Furthermore, the safety and efficacy of refractive surgeries can be improved by incorporating ETM data by (i) better identifying borderline cases for KRS, (ii) planning laser devices and optimizing clinical processes in complicated cases, and (iii) monitoring postoperative CET changes. The utilization of ETM has enabled researchers to investigate and compare changes in CET profiles after different refractive surgery procedures. It also can aid in understanding the effect of corneal epithelial thickening on refractive regression and guide clinical decision making.

Another topic of research interest has been the pattern, magnitude, and reversibility of changes in CET profile based on the type and duration of contact lens wear. Other active research areas include the impact of other ocular conditions and interventions on CET profile, such as allergic conjunctivitis, mild congenital myogenic ptosis, chalazion, DED, and topical glaucoma medications.
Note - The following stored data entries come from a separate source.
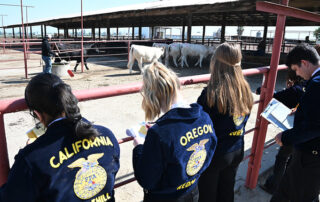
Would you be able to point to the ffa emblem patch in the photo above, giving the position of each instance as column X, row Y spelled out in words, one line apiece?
column 197, row 158
column 91, row 178
column 237, row 120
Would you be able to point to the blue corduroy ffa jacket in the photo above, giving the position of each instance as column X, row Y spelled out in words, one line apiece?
column 177, row 149
column 58, row 166
column 305, row 134
column 230, row 130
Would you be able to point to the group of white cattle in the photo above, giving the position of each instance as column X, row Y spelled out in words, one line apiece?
column 162, row 51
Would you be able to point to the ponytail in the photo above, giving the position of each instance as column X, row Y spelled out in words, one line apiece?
column 49, row 94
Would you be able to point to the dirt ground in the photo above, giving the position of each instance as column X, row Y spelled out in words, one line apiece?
column 116, row 113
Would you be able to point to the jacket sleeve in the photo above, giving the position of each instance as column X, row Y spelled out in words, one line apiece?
column 19, row 186
column 148, row 162
column 309, row 125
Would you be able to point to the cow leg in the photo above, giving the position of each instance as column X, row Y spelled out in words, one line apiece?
column 175, row 61
column 166, row 62
column 140, row 63
column 130, row 64
column 200, row 60
column 75, row 68
column 182, row 61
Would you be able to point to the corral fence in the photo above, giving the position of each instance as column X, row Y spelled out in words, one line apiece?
column 14, row 105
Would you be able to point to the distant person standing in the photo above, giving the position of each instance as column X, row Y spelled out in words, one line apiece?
column 47, row 53
column 307, row 40
column 301, row 181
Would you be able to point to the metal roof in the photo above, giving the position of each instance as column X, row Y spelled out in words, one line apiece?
column 177, row 13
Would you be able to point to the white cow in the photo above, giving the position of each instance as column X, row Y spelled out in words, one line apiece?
column 195, row 50
column 164, row 58
column 174, row 50
column 143, row 54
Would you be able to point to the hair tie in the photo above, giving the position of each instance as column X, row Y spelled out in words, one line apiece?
column 77, row 119
column 55, row 84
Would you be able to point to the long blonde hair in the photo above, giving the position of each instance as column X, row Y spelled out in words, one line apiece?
column 160, row 88
column 227, row 87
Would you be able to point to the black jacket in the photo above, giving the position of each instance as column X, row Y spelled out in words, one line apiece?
column 46, row 48
column 305, row 134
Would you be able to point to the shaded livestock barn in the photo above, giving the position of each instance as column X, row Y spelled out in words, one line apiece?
column 185, row 13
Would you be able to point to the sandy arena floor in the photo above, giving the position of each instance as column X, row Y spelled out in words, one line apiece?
column 117, row 113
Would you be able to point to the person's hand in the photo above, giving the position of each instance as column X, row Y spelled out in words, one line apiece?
column 278, row 139
column 137, row 141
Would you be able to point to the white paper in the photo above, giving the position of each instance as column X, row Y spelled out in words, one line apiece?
column 278, row 114
column 139, row 131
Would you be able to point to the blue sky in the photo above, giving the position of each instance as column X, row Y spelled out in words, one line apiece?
column 54, row 8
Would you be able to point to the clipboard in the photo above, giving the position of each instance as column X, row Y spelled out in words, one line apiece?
column 279, row 115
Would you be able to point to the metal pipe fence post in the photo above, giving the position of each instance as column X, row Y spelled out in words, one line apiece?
column 24, row 44
column 4, row 165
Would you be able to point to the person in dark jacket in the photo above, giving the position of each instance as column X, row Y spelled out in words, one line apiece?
column 178, row 147
column 290, row 97
column 72, row 161
column 301, row 181
column 228, row 100
column 47, row 53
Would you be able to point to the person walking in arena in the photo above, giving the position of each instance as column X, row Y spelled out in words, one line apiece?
column 179, row 145
column 72, row 161
column 301, row 181
column 228, row 100
column 47, row 53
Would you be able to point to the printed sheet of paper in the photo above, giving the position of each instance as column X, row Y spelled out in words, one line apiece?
column 278, row 114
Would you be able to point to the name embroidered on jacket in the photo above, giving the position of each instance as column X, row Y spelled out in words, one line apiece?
column 238, row 119
column 195, row 133
column 102, row 198
column 236, row 133
column 197, row 158
column 186, row 185
column 91, row 178
column 84, row 143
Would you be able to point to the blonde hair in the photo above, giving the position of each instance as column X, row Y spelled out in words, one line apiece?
column 227, row 87
column 159, row 90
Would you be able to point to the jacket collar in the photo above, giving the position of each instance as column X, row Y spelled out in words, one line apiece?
column 182, row 113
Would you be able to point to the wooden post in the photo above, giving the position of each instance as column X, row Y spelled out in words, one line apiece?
column 189, row 28
column 203, row 33
column 108, row 29
column 132, row 33
column 117, row 33
column 31, row 32
column 183, row 30
column 41, row 31
column 223, row 29
column 152, row 33
column 140, row 32
column 93, row 33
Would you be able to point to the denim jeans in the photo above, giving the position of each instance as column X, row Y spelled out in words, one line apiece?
column 47, row 61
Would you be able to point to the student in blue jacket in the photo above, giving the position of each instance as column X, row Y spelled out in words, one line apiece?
column 72, row 161
column 301, row 181
column 228, row 100
column 178, row 147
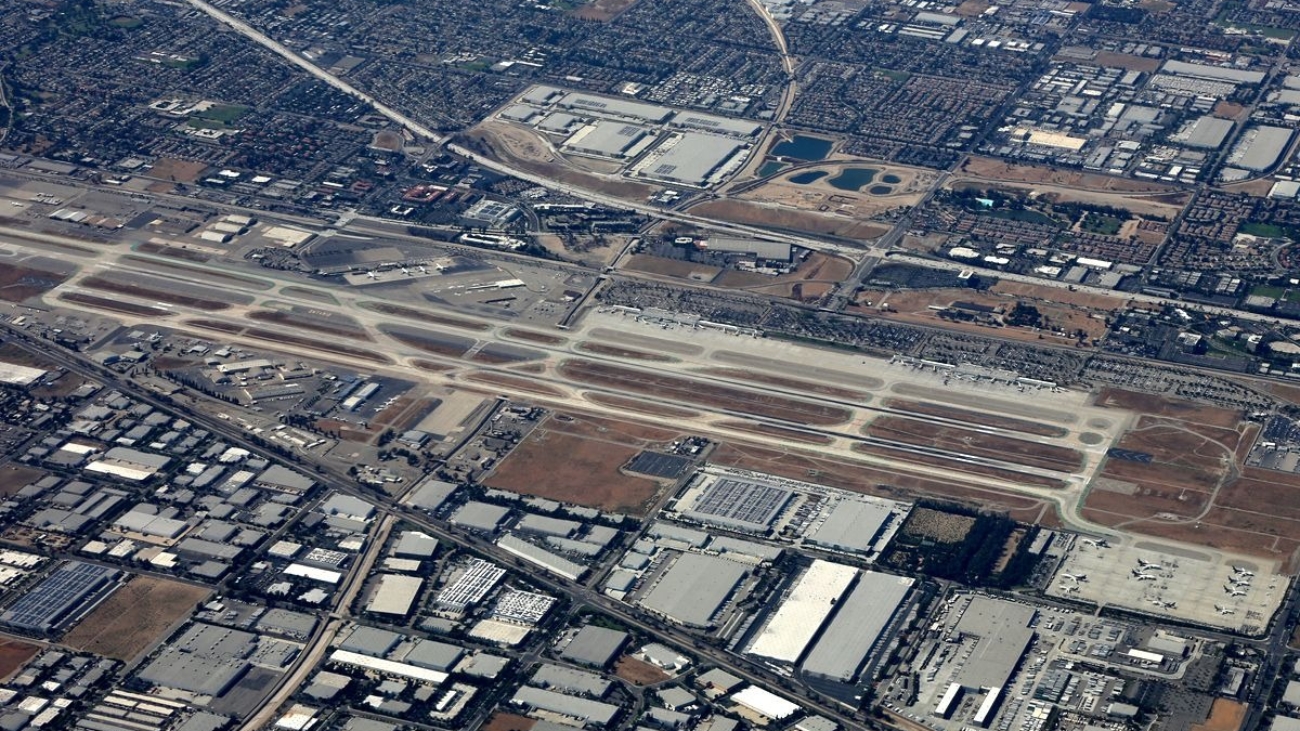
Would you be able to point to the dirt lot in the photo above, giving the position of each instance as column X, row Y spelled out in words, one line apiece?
column 177, row 171
column 1225, row 716
column 527, row 151
column 705, row 394
column 576, row 468
column 671, row 268
column 941, row 527
column 18, row 284
column 965, row 441
column 865, row 479
column 13, row 478
column 104, row 284
column 14, row 654
column 603, row 11
column 501, row 721
column 130, row 621
column 989, row 168
column 1171, row 407
column 975, row 418
column 788, row 219
column 638, row 673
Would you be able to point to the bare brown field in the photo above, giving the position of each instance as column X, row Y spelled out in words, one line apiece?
column 638, row 671
column 941, row 527
column 577, row 470
column 792, row 384
column 996, row 169
column 817, row 268
column 512, row 383
column 865, row 479
column 177, row 171
column 601, row 349
column 13, row 478
column 603, row 11
column 705, row 394
column 502, row 721
column 278, row 318
column 917, row 306
column 130, row 621
column 1127, row 61
column 671, row 268
column 958, row 467
column 18, row 284
column 1170, row 407
column 419, row 316
column 641, row 406
column 533, row 336
column 104, row 284
column 774, row 431
column 742, row 212
column 975, row 418
column 956, row 438
column 14, row 654
column 115, row 305
column 521, row 148
column 1225, row 716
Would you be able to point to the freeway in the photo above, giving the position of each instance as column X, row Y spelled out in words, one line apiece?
column 488, row 163
column 337, row 480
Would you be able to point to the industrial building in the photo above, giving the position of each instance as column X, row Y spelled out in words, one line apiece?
column 736, row 504
column 394, row 595
column 615, row 141
column 852, row 526
column 859, row 627
column 791, row 628
column 69, row 592
column 594, row 647
column 692, row 159
column 694, row 588
column 612, row 107
column 589, row 713
column 766, row 250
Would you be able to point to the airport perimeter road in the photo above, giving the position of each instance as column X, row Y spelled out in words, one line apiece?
column 389, row 506
column 420, row 130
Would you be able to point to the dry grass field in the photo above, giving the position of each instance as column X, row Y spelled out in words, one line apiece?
column 135, row 617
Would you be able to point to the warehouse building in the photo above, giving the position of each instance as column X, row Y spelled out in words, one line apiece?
column 791, row 628
column 594, row 647
column 852, row 526
column 69, row 592
column 615, row 141
column 586, row 712
column 693, row 159
column 694, row 588
column 736, row 504
column 859, row 628
column 611, row 107
column 394, row 595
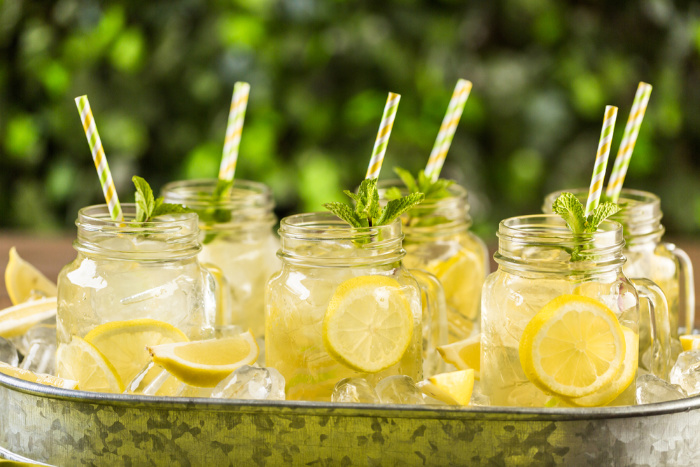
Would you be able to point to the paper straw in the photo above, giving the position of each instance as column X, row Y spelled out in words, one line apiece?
column 629, row 139
column 375, row 163
column 236, row 115
column 601, row 159
column 447, row 129
column 98, row 155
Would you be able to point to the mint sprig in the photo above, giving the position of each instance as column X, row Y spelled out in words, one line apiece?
column 572, row 211
column 367, row 212
column 421, row 184
column 148, row 207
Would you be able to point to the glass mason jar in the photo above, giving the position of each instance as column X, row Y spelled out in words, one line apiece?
column 535, row 267
column 330, row 269
column 237, row 240
column 649, row 257
column 125, row 272
column 438, row 240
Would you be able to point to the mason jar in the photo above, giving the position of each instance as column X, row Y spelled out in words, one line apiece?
column 237, row 241
column 649, row 257
column 126, row 271
column 337, row 283
column 438, row 240
column 534, row 268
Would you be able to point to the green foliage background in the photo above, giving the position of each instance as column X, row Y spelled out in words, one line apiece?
column 159, row 75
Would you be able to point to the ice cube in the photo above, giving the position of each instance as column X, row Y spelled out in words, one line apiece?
column 40, row 356
column 250, row 382
column 8, row 352
column 686, row 372
column 399, row 389
column 651, row 389
column 354, row 390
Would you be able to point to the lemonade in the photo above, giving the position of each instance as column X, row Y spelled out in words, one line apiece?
column 438, row 241
column 649, row 257
column 145, row 277
column 237, row 238
column 557, row 331
column 342, row 306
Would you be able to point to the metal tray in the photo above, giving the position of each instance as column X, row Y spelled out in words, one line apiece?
column 63, row 427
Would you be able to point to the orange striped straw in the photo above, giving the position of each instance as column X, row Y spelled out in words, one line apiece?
column 601, row 159
column 447, row 129
column 382, row 141
column 98, row 155
column 629, row 139
column 236, row 115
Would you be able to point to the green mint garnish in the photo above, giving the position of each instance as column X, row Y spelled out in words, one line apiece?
column 149, row 207
column 366, row 211
column 421, row 184
column 572, row 211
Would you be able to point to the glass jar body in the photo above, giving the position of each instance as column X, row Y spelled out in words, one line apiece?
column 237, row 239
column 125, row 273
column 534, row 269
column 319, row 258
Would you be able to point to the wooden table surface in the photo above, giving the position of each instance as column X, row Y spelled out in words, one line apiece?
column 49, row 254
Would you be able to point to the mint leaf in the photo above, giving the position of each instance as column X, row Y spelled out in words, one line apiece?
column 344, row 212
column 396, row 207
column 599, row 214
column 148, row 207
column 571, row 210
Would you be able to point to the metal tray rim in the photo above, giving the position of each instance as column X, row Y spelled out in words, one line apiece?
column 348, row 409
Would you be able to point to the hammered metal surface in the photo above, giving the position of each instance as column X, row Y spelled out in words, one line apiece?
column 75, row 428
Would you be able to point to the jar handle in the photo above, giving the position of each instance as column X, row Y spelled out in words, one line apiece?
column 217, row 312
column 659, row 326
column 685, row 271
column 434, row 321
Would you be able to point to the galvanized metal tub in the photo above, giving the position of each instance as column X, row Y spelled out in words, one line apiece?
column 62, row 427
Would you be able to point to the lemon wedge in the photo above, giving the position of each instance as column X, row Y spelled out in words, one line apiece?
column 123, row 343
column 30, row 376
column 83, row 363
column 368, row 325
column 206, row 363
column 573, row 347
column 464, row 354
column 17, row 319
column 621, row 381
column 25, row 282
column 454, row 387
column 690, row 342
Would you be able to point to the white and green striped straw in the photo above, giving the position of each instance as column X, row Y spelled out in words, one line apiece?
column 98, row 156
column 447, row 129
column 629, row 139
column 236, row 115
column 601, row 159
column 380, row 144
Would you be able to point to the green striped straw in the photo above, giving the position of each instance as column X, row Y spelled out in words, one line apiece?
column 601, row 159
column 234, row 128
column 380, row 144
column 629, row 139
column 98, row 156
column 447, row 129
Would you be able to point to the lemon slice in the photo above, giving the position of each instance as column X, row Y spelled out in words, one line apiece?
column 206, row 363
column 572, row 347
column 621, row 381
column 454, row 388
column 30, row 376
column 688, row 342
column 83, row 363
column 25, row 282
column 464, row 354
column 368, row 325
column 123, row 343
column 16, row 320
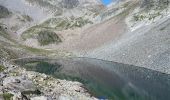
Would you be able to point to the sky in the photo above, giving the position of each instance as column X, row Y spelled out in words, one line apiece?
column 106, row 2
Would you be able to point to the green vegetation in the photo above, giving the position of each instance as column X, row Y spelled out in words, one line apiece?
column 7, row 53
column 45, row 34
column 65, row 23
column 7, row 96
column 140, row 17
column 155, row 4
column 26, row 18
column 2, row 68
column 48, row 37
column 4, row 12
column 3, row 32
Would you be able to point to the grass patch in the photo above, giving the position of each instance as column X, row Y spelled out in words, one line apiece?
column 2, row 68
column 7, row 96
column 4, row 12
column 48, row 37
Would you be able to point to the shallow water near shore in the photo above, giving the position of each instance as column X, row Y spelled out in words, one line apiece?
column 103, row 79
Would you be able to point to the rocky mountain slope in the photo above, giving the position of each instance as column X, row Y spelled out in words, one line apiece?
column 134, row 32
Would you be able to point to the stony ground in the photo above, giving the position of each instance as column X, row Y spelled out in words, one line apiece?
column 18, row 84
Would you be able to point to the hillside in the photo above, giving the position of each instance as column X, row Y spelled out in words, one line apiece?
column 125, row 33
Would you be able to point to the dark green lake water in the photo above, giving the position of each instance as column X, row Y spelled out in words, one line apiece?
column 103, row 79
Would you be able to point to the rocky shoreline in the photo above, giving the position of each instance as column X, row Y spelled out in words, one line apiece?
column 18, row 84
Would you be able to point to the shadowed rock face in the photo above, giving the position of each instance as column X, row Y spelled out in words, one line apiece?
column 70, row 3
column 3, row 12
column 106, row 79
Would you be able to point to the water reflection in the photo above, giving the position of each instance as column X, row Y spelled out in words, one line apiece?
column 106, row 79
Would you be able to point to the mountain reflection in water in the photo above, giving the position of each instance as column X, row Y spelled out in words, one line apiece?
column 105, row 79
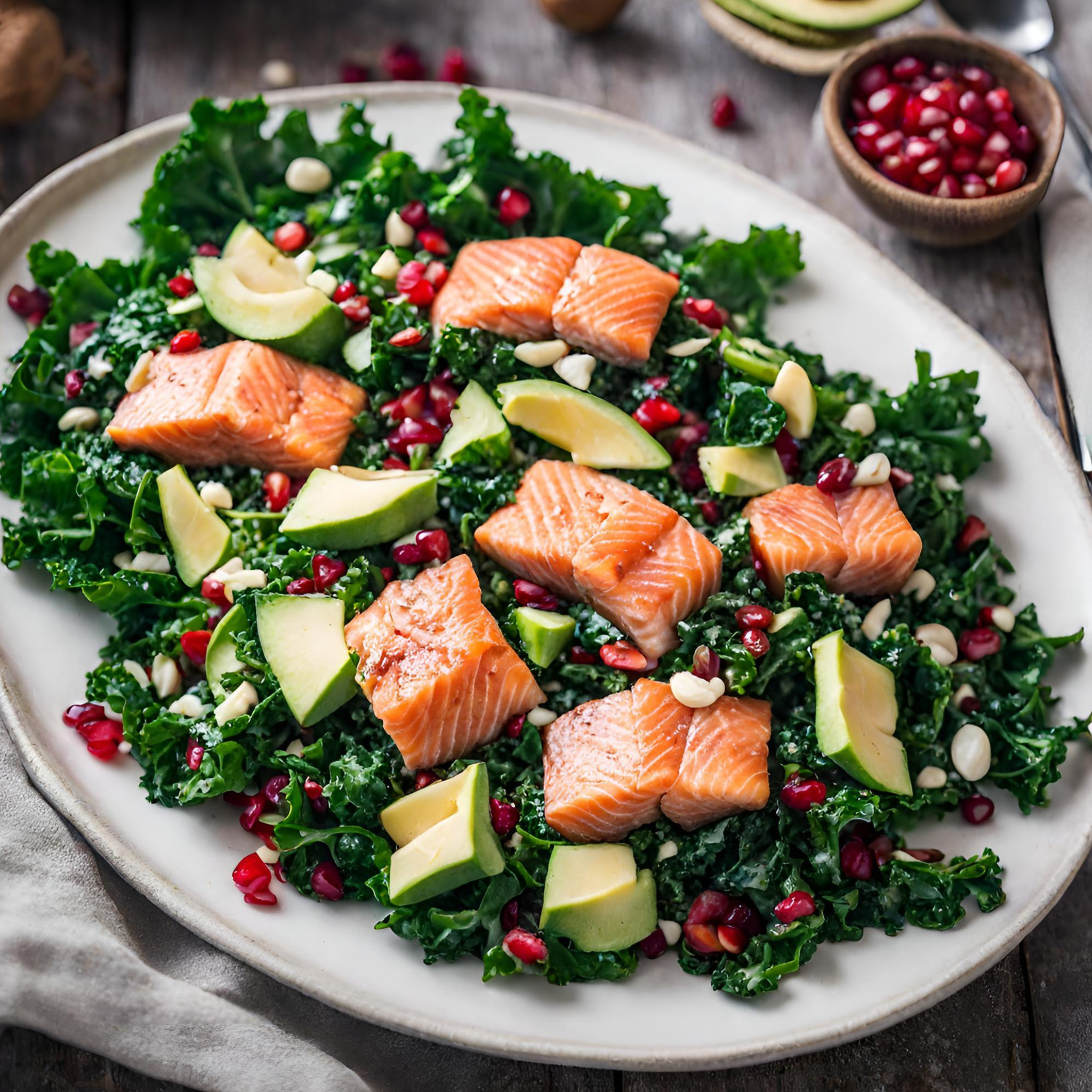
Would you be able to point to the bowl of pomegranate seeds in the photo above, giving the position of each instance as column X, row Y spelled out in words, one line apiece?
column 950, row 140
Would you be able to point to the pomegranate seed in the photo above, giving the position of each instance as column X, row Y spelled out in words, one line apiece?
column 512, row 206
column 74, row 383
column 510, row 914
column 196, row 645
column 181, row 286
column 291, row 237
column 277, row 486
column 976, row 808
column 186, row 341
column 704, row 311
column 526, row 946
column 702, row 938
column 406, row 339
column 624, row 655
column 707, row 663
column 28, row 302
column 836, row 475
column 401, row 61
column 801, row 795
column 857, row 861
column 504, row 817
column 83, row 713
column 356, row 309
column 798, row 904
column 654, row 945
column 655, row 414
column 975, row 645
column 213, row 591
column 973, row 531
column 327, row 571
column 723, row 111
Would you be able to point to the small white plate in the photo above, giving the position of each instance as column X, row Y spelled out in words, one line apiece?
column 854, row 306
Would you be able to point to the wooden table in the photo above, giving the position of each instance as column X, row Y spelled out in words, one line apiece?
column 1027, row 1025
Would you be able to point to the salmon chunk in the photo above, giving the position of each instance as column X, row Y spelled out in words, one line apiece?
column 724, row 765
column 607, row 762
column 239, row 403
column 795, row 529
column 881, row 545
column 507, row 286
column 436, row 668
column 589, row 536
column 613, row 305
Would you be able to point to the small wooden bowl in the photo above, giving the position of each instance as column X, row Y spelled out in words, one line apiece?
column 947, row 222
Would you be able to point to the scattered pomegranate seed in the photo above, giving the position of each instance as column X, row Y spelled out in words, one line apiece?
column 328, row 571
column 512, row 206
column 723, row 111
column 181, row 286
column 504, row 817
column 624, row 655
column 801, row 794
column 976, row 808
column 186, row 341
column 277, row 487
column 526, row 946
column 856, row 860
column 836, row 475
column 291, row 237
column 798, row 904
column 196, row 645
column 74, row 382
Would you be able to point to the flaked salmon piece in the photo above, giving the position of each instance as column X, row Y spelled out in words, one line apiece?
column 607, row 762
column 436, row 668
column 613, row 305
column 882, row 548
column 795, row 529
column 239, row 403
column 591, row 537
column 724, row 765
column 507, row 286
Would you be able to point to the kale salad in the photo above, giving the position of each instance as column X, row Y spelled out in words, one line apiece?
column 825, row 858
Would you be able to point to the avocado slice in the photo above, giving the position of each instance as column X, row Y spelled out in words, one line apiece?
column 545, row 633
column 597, row 898
column 221, row 657
column 592, row 430
column 856, row 714
column 199, row 537
column 479, row 431
column 303, row 637
column 837, row 14
column 350, row 508
column 742, row 472
column 257, row 293
column 445, row 837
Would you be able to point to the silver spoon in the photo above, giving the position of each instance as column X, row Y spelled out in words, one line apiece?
column 1027, row 28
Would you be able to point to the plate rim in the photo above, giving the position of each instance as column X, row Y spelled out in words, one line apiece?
column 52, row 781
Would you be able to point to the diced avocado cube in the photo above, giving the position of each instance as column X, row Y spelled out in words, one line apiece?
column 303, row 637
column 856, row 713
column 445, row 837
column 479, row 431
column 350, row 508
column 199, row 537
column 597, row 898
column 545, row 633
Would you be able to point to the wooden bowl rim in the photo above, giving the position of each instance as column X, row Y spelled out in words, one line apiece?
column 995, row 208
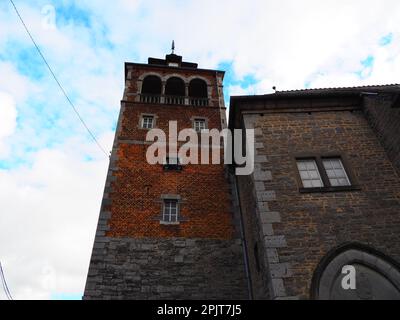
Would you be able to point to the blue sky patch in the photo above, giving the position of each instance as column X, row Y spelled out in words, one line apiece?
column 386, row 40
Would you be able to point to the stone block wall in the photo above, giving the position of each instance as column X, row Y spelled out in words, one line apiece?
column 176, row 268
column 299, row 228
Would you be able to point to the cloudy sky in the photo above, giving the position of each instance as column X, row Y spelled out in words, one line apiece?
column 52, row 174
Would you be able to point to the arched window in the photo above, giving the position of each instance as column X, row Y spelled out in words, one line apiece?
column 151, row 89
column 198, row 92
column 175, row 91
column 356, row 272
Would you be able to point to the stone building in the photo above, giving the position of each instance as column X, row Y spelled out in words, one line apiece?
column 325, row 192
column 166, row 231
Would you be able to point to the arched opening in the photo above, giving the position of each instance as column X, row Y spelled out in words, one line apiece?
column 198, row 92
column 356, row 272
column 151, row 89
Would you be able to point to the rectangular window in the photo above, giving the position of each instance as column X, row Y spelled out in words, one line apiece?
column 309, row 173
column 336, row 173
column 147, row 122
column 172, row 163
column 170, row 211
column 199, row 124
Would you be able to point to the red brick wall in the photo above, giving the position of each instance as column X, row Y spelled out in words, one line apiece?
column 136, row 193
column 315, row 223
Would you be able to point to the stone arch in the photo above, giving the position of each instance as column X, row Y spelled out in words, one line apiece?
column 377, row 275
column 198, row 88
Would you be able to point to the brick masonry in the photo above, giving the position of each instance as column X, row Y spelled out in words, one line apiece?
column 135, row 255
column 384, row 118
column 294, row 230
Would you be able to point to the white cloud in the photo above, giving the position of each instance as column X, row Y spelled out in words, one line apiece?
column 50, row 207
column 8, row 119
column 48, row 219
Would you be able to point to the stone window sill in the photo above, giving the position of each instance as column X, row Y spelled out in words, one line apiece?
column 330, row 189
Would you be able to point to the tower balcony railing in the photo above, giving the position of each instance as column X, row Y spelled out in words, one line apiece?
column 150, row 98
column 198, row 102
column 170, row 99
column 174, row 99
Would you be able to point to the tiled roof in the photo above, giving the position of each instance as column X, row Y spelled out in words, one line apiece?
column 376, row 88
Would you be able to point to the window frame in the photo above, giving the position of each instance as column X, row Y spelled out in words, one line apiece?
column 318, row 158
column 170, row 221
column 172, row 166
column 199, row 120
column 147, row 115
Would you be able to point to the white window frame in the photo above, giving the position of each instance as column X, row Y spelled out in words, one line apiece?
column 198, row 121
column 145, row 117
column 309, row 173
column 170, row 214
column 336, row 172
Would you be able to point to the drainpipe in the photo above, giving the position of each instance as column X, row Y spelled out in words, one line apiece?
column 243, row 236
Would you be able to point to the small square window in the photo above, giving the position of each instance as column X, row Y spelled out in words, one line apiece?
column 199, row 125
column 336, row 173
column 309, row 174
column 147, row 122
column 170, row 211
column 172, row 163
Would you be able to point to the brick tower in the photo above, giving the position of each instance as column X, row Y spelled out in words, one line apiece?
column 166, row 231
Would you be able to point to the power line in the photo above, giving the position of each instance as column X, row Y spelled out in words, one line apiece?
column 58, row 82
column 4, row 282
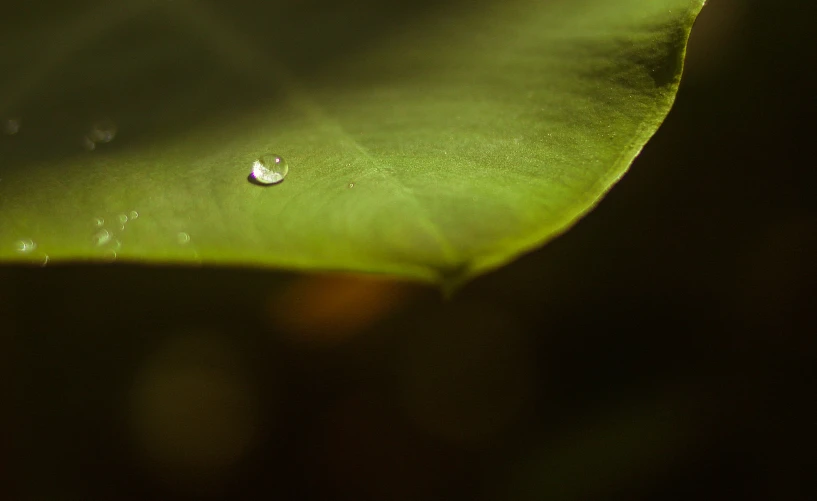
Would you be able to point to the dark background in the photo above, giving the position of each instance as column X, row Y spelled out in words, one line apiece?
column 661, row 349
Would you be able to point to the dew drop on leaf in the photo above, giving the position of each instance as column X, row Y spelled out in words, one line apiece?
column 269, row 169
column 25, row 246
Although how systemic factors may influence the corneal epithelium and the clinical indications for such effects remain less understood, some conditions, like diabetes, Graves’ disease, and systemic lupus erythematosus, have been associated with CET changes. Existing data point out some systemic medications, e.g., belantamab mafodotin and isotretinoin, to alter the corneal epithelium profile, with probable implications for monitoring ocular adverse effects. As our knowledge about CET is new and rapidly expanding, the exact mechanisms of such responses to systemic diseases or medications are yet to be characterized and understood.

10. Search Strategy

We used the PubMed database for our search. We performed the search in the time interval between the introduction of the first ETM in the literature (1993) and July 2022 (the time of the last search) using several keywords, including Corneal epithelial thickness: 1459 results, cornea epithelial thickness: 1306 results, Corneal epithelial map: 241 results, corneal epithelial mapping: 136 results, corneal epithelial thickness mapping: 72 results, and corneal epithelial thickness profile: 126 results. We evaluated the titles and abstracts of all studies and included all human studies (case reports, case series, and original studies) with available English abstracts. Full-text evaluation of 401 relevant studies was then performed. In this study, we aimed to review the reproducible ETM studies utilizing SD-OCT or VHF-US. We excluded OCT studies that manually measured the corneal epithelial thickness (CET) (e.g., by digital calipers) or the CE (e.g., by confocal scanning or handheld pachymeters). Among full texts, 59 studies were excluded by one researcher (MAA) because of irrelevant or unreproducible data using manual techniques than automatic ET measurements in the studies or insufficient data about epithelial thickness maps or preproof studies. The studies were categorized into 39 folders regarding the topics and were then reviewed.

Data Availability

No underlying data were collected or produced in this study.

Conflicts of Interest

The authors declare that they have no conflicts of interest.